16.2 Termination of Lease; Option to Assume Lease.
On expiration or termination of this Agreement, we may terminate any lease or sublease entered into between you and us for the Franchise Location.
We have the option to require you to assign your lease for the Franchise Location to us if: (a) you commit a default under the lease for the Franchise Location that is not cured within any applicable cure period; (b) this Agreement expires or is terminated; or (c) you abandon the Franchise Business. For this purpose, abandonment will be conclusively presumed if you fail to have the business open and fully operational for five (5) consecutive days.
Source: Item 22 — CONTRACTS (FDD page 51)
What This Means (2024 FDD)
According to Azal Coffee's 2024 Franchise Disclosure Document, if the Franchise Agreement expires or terminates for any reason, the franchisee's rights to use Azal Coffee's Intellectual Property and Franchise Systems cease. The franchisee must immediately and permanently discontinue the use of the Intellectual Property, Confidential Information, and Franchise Systems. This includes trademarks, names, and logos that are similar to Azal Coffee's marks or trade dress, and any other materials that indicate association with Azal Coffee.
Furthermore, the franchisee must immediately discontinue all advertising and remove and deliver to Azal Coffee all sign faces, advertising, promotional material, letterhead, forms, and any other items containing Azal Coffee’s Intellectual Property or Confidential Information. The franchisee is responsible for the costs associated with removing signs and other identification, as well as the cost of shipping these materials to Azal Coffee. If the franchisee remains in possession of the franchise location, they must alter the premises to distinguish it from the appearance of an Azal Coffee store.

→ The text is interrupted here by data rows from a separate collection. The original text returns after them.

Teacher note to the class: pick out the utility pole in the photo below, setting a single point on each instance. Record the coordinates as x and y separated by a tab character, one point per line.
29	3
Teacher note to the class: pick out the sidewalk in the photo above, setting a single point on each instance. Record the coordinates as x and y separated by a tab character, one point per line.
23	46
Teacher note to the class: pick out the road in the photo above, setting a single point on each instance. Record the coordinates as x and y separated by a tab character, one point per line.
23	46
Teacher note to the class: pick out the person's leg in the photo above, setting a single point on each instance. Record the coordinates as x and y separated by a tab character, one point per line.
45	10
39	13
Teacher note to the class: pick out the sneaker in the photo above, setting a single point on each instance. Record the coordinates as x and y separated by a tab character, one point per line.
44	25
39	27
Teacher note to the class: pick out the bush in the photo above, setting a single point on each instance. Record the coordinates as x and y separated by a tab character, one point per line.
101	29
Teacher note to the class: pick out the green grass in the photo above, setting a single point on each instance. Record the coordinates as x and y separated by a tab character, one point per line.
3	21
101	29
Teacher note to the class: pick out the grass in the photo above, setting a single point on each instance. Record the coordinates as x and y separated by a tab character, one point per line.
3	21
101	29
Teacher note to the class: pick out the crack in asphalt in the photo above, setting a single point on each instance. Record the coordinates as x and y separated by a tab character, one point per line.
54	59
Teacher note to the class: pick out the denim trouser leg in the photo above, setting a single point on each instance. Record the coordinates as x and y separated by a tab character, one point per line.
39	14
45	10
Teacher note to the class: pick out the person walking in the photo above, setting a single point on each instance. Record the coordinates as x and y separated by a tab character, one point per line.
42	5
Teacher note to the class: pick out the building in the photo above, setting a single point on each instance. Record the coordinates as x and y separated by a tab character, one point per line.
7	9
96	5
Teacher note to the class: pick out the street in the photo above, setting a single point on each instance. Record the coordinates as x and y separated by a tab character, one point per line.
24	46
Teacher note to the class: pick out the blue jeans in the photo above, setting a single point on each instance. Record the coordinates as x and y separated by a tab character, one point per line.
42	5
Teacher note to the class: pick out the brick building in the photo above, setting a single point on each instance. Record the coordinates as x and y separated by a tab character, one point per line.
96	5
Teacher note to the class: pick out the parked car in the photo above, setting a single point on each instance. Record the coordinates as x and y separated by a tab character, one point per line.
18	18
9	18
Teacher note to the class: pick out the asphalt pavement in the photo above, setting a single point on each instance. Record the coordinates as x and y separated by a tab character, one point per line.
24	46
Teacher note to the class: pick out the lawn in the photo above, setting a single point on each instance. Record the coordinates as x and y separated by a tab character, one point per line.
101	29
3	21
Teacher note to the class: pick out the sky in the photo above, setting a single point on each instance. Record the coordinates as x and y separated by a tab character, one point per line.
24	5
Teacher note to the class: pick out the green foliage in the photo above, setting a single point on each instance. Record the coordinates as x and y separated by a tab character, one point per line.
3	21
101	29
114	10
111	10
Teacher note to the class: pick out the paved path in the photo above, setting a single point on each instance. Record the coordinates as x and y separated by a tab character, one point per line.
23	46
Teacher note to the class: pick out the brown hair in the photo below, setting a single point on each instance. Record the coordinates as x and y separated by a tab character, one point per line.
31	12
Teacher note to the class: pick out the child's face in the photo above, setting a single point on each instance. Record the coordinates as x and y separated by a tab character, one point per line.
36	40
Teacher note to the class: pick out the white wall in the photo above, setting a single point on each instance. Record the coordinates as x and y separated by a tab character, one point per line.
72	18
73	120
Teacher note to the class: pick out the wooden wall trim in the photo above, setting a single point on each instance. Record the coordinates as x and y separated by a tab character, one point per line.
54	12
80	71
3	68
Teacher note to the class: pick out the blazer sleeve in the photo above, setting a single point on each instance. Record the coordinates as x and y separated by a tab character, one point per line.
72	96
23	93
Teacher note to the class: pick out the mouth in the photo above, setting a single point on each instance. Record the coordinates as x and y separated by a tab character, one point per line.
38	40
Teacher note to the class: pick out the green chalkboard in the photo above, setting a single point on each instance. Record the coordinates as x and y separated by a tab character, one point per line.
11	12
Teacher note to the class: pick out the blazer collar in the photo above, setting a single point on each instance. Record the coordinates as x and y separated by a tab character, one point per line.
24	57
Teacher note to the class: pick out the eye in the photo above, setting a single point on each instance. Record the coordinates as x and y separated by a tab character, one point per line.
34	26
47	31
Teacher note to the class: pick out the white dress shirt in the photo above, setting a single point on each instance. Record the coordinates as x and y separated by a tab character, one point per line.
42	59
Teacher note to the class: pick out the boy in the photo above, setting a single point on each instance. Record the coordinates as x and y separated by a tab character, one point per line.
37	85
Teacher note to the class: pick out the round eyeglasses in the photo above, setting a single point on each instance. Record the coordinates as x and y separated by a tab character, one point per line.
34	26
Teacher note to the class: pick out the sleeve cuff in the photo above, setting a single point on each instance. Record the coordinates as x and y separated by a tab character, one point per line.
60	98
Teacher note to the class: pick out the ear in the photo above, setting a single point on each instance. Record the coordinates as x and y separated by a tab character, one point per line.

The franchisee must also stop using the Brand Standards Manual, Confidential Information, and all other proprietary business information provided by Azal Coffee, and return all copies of these materials. Additionally, the franchisee must cease using all telephone and fax numbers, email addresses, website addresses, domain names, and other electronic media associated with the franchise business. If requested by Azal Coffee, the franchisee must assign these Telephone Numbers and Electronic Media to them.
Moreover, for a period of three years after the termination of the Franchise Agreement, the franchisee is prohibited from engaging in any activities that could divert business or customers to a competing business. This includes soliciting customers, encouraging others to operate a competing business, or employing individuals involved in competitive activities. Violation of these provisions extends the prohibition period until three years after the franchisee ceases all violating activities.